Life started normally in the summer capital, Srinagar and all other major towns of the Valley on Monday as people thronged markets, banks and workplaces. Law enforcing agencies, though, were alert and on their toes.
Educational institutions opened normally, as scores of school buses carrying children started dotting the roads in the morning. Parents eagerly waited at bus stops to see their children off to school.
Interestingly, to make up for the time lost because of the disturbed law and order situation over the last one month, some private schools have decided to keep their institutions open on Sundays too.
Even markets which usually remain closed on Sundays, remained open on March 17.
Authorities, however, have little reason for complacency. Separatists have been issuing schedules of protests on a weekly basis, asking people to observe shutdowns.
The calendar of protests is issued by the United Coordination Committee of various separatist groups called the Muttahida Majlis-e-Mushawarat (MMM).
A marked difference, however, between the protests of 2010 and now, is that the shutdown calls these days are restricted to just one day a week.
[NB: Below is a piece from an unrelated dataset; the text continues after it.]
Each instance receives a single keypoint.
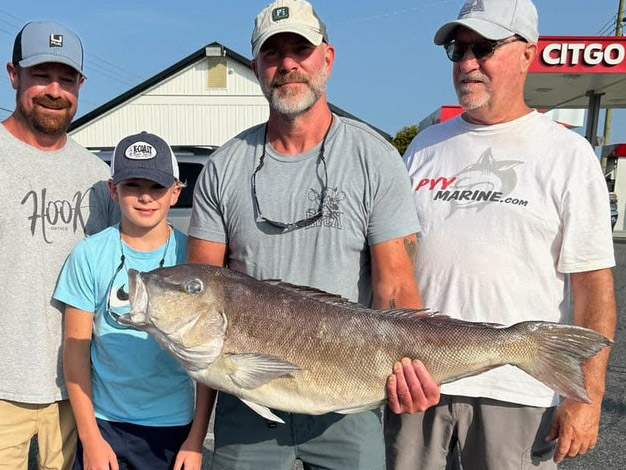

In 2010, continuous and uninterrupted shutdowns during the summer months had generated a backlash among the people. Despite stone-pelting incidents and the threat of being caught in clashes between security forces and unruly mobs wielding stones, parents chose to send their children to schools and colleges this time.
In the wake of Afzal Guru’s hanging on February 9, separatist groups have launched a campaign to mount pressure on the government for returning the mortal remains of Guru to his family in Kashmir. Guru was buried in Tihar Central Jail.